Recent events, where the SEC announced settlements with two ICO projects, Airpay and Paragon Coin, make the commission's stance very clear.

While all of this is yet to settle into a less ambiguous, internationally conducive trade environment, the recent G20 nations meeting in Argentina declared that the world's leading economies will regulate crypto assets to prevent money laundering and terrorism financing in line with the Financial Action Task Force (FATF) standards.

In a move to curb fraud and money laundering in international trade, the G20 nations acknowledged that the financial infrastructure is getting more digitized and the need to take stronger action to curb the illicit trade which could include extradition of individuals involved in asset theft to the countries where the law was broken.

One of the focus areas was taxation. A "globally fair, sustainable and modern international tax system" will be worked upon.

Effects of Crypto Regulations

Bitcoin and cryptocurrencies have, at their core, the ethos of decentralization and many enthusiasts see it as a way to take back the financial control from governments.

Towards the extreme, it is seen as a way to kill Fiat currencies altogether, thereby giving power to the free market. Regulation is often a bad word in these circles.

However, it doesn't need to be. All regulation doesn't mean control.

Measures like tracking transactions, verifying identities, taxing income and preventing fraud in trading, ICOs and regulating exchanges will provide significant protection to the retail investors and users of these crypto assets.

Countermeasures

Every time the traditional financial or government establishments associate Bitcoin with an illegal activity, the supporters echo the sentiment that: every crime committed with Bitcoin was already being committed with Fiat money.

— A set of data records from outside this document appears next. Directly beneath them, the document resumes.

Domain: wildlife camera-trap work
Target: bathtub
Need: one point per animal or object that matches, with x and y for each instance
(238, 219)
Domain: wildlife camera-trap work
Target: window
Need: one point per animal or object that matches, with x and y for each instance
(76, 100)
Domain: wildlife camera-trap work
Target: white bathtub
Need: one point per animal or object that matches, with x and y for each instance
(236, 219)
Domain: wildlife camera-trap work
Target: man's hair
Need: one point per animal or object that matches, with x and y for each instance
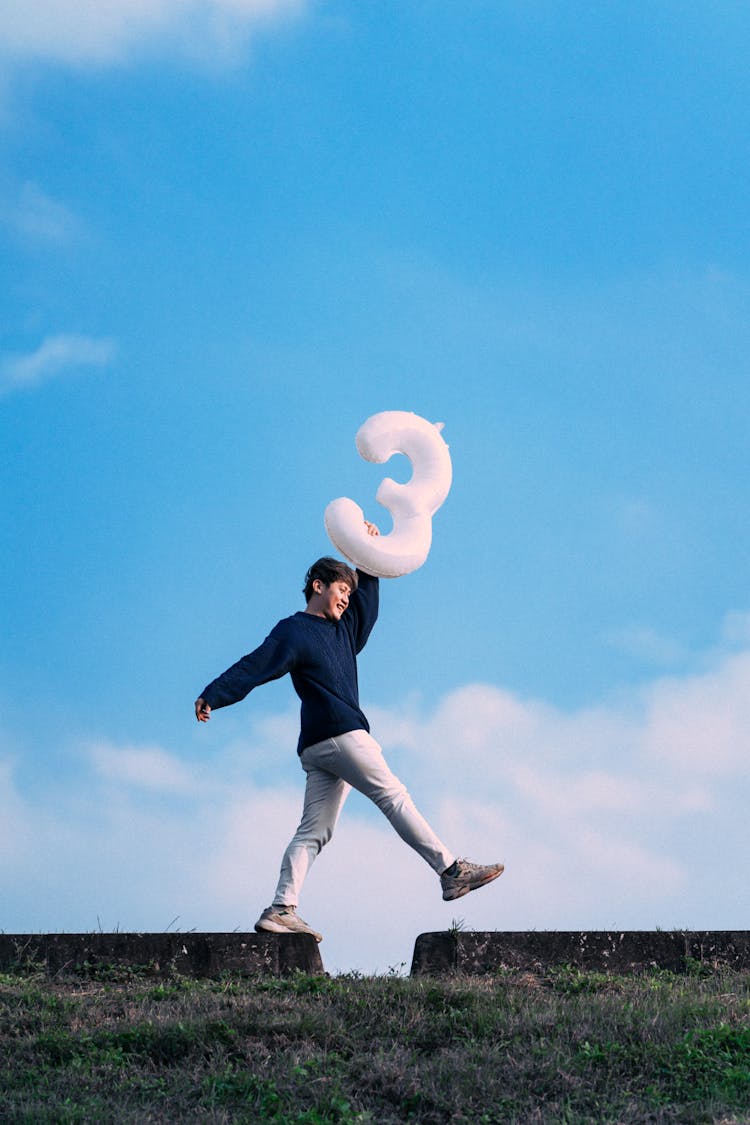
(328, 570)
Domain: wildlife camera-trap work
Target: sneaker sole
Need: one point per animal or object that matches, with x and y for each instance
(273, 927)
(460, 891)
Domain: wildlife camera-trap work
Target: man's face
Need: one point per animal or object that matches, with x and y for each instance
(333, 600)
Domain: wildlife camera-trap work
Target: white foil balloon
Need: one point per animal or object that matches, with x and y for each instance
(412, 505)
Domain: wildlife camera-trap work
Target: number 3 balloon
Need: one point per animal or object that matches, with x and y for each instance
(412, 505)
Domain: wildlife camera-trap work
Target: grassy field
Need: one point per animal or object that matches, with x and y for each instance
(565, 1046)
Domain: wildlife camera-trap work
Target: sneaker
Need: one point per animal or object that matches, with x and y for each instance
(468, 876)
(285, 920)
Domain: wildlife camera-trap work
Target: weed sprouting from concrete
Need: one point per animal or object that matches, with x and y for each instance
(563, 1045)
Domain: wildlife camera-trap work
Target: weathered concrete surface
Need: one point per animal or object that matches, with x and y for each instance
(621, 951)
(191, 954)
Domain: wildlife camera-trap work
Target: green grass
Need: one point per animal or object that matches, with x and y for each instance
(565, 1047)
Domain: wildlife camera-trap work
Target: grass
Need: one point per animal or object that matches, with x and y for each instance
(568, 1046)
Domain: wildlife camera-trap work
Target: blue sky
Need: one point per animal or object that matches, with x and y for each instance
(231, 232)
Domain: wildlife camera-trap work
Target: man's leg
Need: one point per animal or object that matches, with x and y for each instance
(358, 759)
(324, 797)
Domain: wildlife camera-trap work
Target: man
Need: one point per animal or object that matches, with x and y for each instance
(318, 648)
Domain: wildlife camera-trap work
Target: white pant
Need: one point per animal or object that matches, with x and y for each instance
(334, 767)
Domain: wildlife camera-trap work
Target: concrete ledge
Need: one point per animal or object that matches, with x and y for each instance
(190, 954)
(620, 952)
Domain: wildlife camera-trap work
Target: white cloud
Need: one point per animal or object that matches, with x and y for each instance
(144, 767)
(702, 723)
(104, 32)
(37, 217)
(55, 356)
(615, 817)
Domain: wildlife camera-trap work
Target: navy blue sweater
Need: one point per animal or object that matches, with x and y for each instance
(321, 657)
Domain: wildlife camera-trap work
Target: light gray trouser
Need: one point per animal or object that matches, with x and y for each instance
(334, 767)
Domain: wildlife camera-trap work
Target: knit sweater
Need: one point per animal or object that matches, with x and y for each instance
(321, 656)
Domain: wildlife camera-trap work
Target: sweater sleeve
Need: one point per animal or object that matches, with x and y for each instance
(270, 660)
(363, 606)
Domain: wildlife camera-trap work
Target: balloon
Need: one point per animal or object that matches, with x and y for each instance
(412, 505)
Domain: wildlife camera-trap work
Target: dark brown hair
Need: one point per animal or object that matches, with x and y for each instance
(328, 570)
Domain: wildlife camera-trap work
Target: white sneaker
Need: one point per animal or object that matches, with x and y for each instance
(285, 920)
(468, 878)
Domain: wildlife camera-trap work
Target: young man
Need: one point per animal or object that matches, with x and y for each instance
(318, 648)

Even with regulation curbing a large part of Wild West gun slinging, anti-social elements will continue to exist, find measures that will counter the regulation and find technological and political loopholes wherever possible.

Some of the measures that are still in practice and gain momentum are:

Mixing Services or Tumblers

Mixing services help mix tainted Bitcoins with clean funds by sending them through a mesh of channels and wallets, making them very difficult to trace.

Tumblers improve anonymity and are hard to track even with Bitcoin's open ledger. They usually charge a small fee of 1 to 3 percent.

Another facet to this is peer-to-peer tumblers. This ensures there are no middlemen and they might be difficult to beat by regulators since they do not rely on centralized servers or service providers.

Privacy Coins

Privacy coins or tokens take Bitcoin's anonymity to a different level.

They do not have a public ledger and offer more anonymity by way of Stealth Addresses and Ring Confidential Transactions (RingCT).

In simpler terms, it means the wallet addresses are private as well as the balance on every wallet-which is not the case with Bitcoin.

Fungibility is another feature of privacy coins. This means every coin is interchangeable.

While this seems to be true even for Bitcoin, there have been Bitcoins and wallet addresses which have been blacklisted or banned, and hence the value of those Bitcoins is lower than others.

Privacy coins make sure every coin is worth the same amount as the others. Monero, ZCash and Dash are some examples of privacy coins.

Coins like Dash are also highly decentralized. Dash has a built-in incentive for hosting masternodes so that the network stays sufficiently decentralized and cannot be stopped.

What's Next?

The endless fight between regulators and those who wish to flout the rules is as old as human civilization.

Bitcoin and cryptocurrencies are just another technological development which will be employed by players on both the sides of this war.

The illicit uses will continue but the positive ray of light that the regulated market brings will outweigh the negatives without a shred of doubt.

ICE, the parent company of New York Stock Exchange, recently announced a fully regulated cryptocurrency exchange in the near future.

Such developments make sure Bitcoin and cryptocurrencies are disassociated with the illegal uses and are seen for the benefit they have in the long run.